No group immediately claimed the attack. Both the Taliban and the Islamic State group are active in Nangarhar, which borders Pakistan.
The assault came a day after the Taliban killed nearly 50 people and wounded dozens more in two separate attacks – one near a campaign rally for President Ashraf Ghani in the central province of Parwan, and one in Kabul.
The militants have vowed to disrupt the upcoming presidential election, scheduled for September 28, in which President Ashraf Ghani is taking on his own Chief Executive, Abdullah Abdullah, and more than a dozen other candidates.
The winner is hoping for a mandate to negotiate with the Taliban for a lasting peace in the country suffering from decades of violence.
But the insurgents want to undermine the legitimacy of the process and keep the president weak.
Taliban spokesperson Zabihullah Mujahid said in a statement released after Tuesday’s blasts: “We already warned people not to attend election rallies.
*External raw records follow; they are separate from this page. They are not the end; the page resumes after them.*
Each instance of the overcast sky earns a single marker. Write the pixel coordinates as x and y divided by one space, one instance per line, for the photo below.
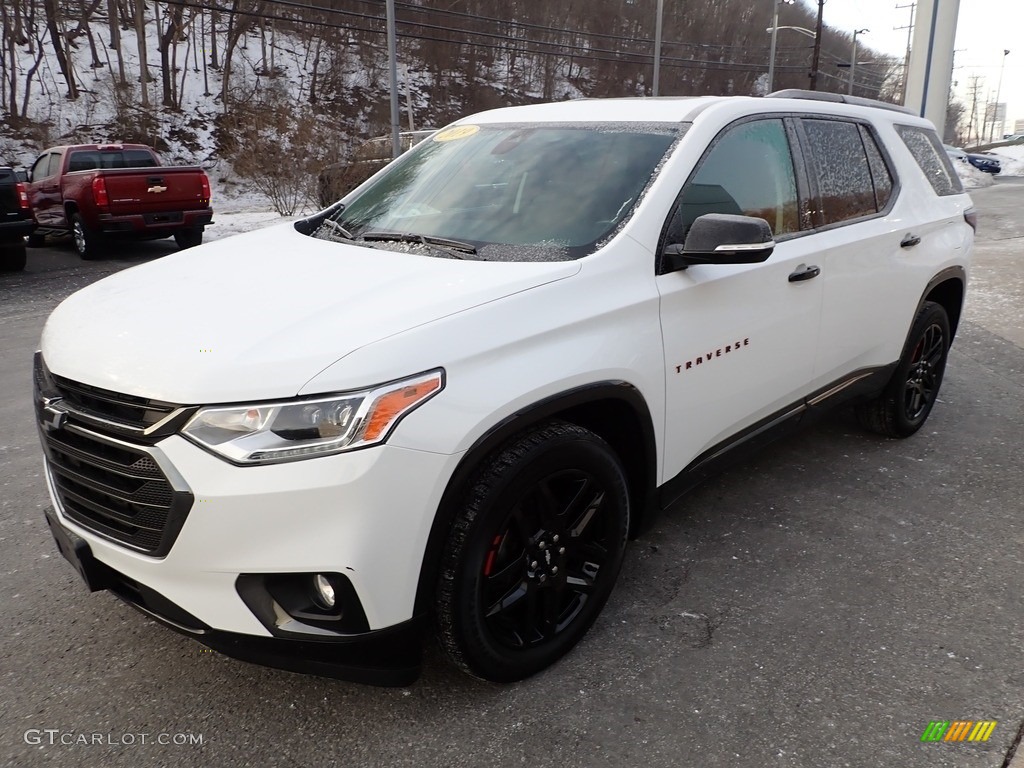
985 29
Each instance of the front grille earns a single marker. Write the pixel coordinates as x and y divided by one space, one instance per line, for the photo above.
138 413
110 485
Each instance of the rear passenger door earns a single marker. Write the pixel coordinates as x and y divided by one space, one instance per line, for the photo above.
44 189
866 289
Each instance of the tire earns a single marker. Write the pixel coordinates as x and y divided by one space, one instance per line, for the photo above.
85 240
907 399
188 238
534 552
12 257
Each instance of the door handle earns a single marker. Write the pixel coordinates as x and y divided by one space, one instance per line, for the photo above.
805 272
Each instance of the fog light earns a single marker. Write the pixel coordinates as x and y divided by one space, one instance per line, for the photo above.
325 591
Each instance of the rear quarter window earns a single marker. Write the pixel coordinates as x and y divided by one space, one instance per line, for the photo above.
932 159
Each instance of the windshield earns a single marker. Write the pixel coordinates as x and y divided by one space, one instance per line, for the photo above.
508 193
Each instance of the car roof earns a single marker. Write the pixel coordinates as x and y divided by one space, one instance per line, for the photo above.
688 109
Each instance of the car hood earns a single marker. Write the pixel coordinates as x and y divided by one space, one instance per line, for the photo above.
257 315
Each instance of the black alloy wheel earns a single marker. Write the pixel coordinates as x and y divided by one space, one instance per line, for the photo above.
535 554
925 374
908 397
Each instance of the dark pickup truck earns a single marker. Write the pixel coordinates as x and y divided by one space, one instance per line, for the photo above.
102 192
15 221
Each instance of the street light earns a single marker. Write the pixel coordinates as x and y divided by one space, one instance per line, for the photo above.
774 34
657 47
998 88
853 57
392 61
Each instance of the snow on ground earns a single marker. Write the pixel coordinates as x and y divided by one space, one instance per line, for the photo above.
1012 159
236 222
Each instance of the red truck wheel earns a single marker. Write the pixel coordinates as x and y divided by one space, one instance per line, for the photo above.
85 239
188 238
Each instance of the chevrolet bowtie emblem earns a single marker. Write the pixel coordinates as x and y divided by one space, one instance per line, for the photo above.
54 415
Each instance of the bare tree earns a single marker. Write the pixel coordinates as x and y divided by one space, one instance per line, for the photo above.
56 39
169 38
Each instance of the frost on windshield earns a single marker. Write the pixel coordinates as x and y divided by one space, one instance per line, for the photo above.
513 193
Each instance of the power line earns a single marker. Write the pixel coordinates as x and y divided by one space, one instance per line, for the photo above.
587 52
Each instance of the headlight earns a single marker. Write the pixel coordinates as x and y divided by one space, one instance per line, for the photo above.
305 428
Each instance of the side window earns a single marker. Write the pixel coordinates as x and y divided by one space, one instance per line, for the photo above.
932 159
138 159
881 174
840 164
53 168
748 171
83 161
39 168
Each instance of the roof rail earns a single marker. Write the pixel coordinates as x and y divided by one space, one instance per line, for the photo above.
840 98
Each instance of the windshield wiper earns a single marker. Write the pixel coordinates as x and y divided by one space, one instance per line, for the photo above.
426 240
337 228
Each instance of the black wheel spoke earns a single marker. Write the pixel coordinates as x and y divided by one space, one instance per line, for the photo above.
581 521
508 572
582 585
520 593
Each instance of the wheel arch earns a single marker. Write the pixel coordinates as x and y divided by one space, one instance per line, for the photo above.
615 411
947 289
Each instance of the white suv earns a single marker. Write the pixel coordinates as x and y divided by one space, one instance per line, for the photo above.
450 399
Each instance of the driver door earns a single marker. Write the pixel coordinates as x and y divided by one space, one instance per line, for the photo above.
739 339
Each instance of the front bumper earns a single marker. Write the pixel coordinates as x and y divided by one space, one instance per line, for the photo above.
366 515
388 656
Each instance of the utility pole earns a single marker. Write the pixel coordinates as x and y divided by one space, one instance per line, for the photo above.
853 57
998 92
932 59
657 47
974 89
909 40
392 60
817 46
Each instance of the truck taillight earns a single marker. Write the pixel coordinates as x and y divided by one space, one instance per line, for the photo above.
23 196
99 192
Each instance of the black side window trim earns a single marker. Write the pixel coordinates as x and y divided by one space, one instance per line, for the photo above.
816 195
940 152
799 172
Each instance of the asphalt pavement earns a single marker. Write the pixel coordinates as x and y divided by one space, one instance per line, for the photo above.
816 606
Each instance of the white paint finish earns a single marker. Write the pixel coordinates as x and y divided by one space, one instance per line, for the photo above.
283 314
256 316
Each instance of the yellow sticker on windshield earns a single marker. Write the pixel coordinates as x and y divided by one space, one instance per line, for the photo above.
457 132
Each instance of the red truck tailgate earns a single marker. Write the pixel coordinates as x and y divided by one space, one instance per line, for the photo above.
133 190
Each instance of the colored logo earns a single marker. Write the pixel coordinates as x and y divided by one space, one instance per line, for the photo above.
958 730
456 132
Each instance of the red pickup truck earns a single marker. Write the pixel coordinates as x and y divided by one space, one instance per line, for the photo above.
101 192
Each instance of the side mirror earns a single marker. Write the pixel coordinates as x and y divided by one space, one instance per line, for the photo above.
721 239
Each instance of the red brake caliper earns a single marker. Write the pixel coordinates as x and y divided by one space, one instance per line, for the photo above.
495 546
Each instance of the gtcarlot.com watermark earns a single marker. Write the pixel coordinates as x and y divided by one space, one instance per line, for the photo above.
55 736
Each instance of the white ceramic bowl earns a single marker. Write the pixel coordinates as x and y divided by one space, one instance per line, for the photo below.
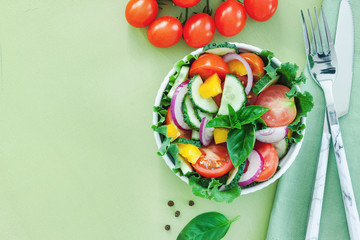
284 163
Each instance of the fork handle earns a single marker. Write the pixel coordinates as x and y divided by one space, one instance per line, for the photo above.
313 225
352 215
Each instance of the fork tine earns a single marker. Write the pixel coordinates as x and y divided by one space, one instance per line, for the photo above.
320 35
327 31
306 35
313 32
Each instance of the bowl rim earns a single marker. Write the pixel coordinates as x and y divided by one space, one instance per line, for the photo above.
284 163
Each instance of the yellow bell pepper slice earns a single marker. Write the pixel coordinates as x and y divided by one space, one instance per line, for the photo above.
172 131
237 67
220 135
190 152
211 87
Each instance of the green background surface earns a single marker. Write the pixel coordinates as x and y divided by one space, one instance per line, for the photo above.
77 152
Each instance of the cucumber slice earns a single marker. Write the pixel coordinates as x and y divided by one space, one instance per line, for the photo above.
264 83
201 115
185 166
233 94
281 147
221 48
189 114
195 135
184 72
207 105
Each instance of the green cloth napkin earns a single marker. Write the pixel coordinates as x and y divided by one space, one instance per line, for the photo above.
291 205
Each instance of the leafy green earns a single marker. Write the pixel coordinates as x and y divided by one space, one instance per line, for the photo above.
173 150
167 140
209 188
210 225
161 113
251 113
240 143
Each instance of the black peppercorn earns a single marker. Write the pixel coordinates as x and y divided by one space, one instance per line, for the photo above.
177 213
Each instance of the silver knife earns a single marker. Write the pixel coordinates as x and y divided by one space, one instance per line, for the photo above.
344 47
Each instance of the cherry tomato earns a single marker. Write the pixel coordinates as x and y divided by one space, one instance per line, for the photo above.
271 160
140 13
230 18
165 32
261 10
255 62
214 161
218 97
186 3
169 120
282 109
199 29
208 64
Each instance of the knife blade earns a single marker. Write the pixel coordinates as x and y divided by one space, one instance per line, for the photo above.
344 47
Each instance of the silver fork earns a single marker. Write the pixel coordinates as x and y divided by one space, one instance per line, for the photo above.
322 63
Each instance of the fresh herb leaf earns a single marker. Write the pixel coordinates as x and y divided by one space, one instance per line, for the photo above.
210 225
173 150
161 113
240 143
251 113
167 140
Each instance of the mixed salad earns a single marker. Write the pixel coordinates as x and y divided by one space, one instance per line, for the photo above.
227 118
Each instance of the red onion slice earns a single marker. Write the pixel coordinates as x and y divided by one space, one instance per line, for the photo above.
233 56
176 106
272 135
206 134
256 164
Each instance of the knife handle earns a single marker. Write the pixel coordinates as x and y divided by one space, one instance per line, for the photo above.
352 215
313 226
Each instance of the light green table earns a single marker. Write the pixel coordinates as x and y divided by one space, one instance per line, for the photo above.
77 154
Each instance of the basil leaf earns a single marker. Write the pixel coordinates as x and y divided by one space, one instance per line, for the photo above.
219 121
232 116
240 143
210 225
249 114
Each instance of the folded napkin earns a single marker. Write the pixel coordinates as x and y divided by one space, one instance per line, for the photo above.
292 201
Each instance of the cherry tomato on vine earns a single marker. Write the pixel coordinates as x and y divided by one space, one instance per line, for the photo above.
186 3
199 29
230 18
261 10
165 32
214 161
140 13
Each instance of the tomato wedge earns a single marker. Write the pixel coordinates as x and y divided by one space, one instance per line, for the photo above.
214 161
271 160
282 109
208 64
168 120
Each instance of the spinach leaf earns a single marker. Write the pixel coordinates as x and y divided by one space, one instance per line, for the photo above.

If they suffer any losses that is their own responsibility.”
They have also promised more violence after US President Donald Trump called off talks earlier this month seeking a deal that would have allowed Washington to begin withdrawing troops from Afghanistan, the site of America’s longest war.
But the militants have also repeatedly voiced their belief that the US will eventually have to return to the table for more negotiations.
Chief negotiator Sher Mohammad Abbas Stanikzai reiterated that stance in an interview with the BBC hours after Tuesday’s attacks, stating “our doors are open for negotiations”.
He also defended Taliban violence during the months of talks, arguing that the Americans had also admitted to killing thousands of Taliban during the discussions.